Larcier-Intersentia interviewde de auteurs, mevr. Dominique Minten, mr. Margo D’Hondt en mr. Diego Fornaciari, naar aanleiding van deze publicatie.

Het boek bevat een volledig praktijkgericht overzicht en telt bijgevolg heel wat hoofdstukken, maar in het licht van de inwerkingtreding op 1 januari 2025 van Boek 6 Buitencontractuele aansprakelijkheid gaat onze speciale aandacht toch naar de problematiek van de buitencontractuele aansprakelijkheid.

Buitencontractuele aansprakelijkheid is gebaseerd op het begrip ‘fout’, maar toch zijn er uitzonderingen, zoals voorzien in de Wet Medische Ongevallen. Kunnen jullie deze uitzonderingen toelichten?

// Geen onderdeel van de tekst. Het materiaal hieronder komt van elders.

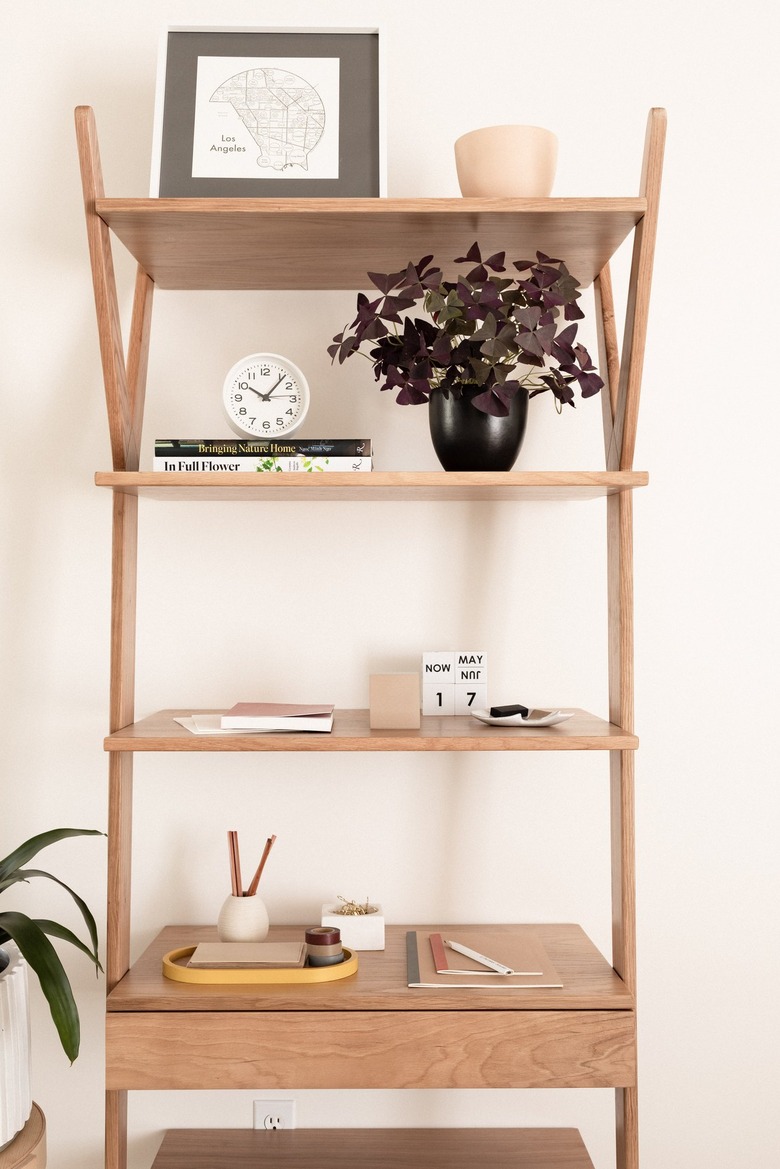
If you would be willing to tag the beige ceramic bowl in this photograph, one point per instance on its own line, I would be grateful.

Men kan inderdaad in de regel slechts aansprakelijk worden gesteld indien de eisende partij (bv. de patiënt) kan bewijzen dat de zorgverstrekker een fout heeft begaan. Bij de buitencontractuele aansprakelijkheid volstaat de lichtste fout (culpa levissima). In de praktijk gebruikt de rechtspraak ter beoordeling hiervan één zorgvuldigheidsbeginsel: de toets aan een normaal zorgvuldige en omzichtige persoon, geplaatst in dezelfde omstandigheden.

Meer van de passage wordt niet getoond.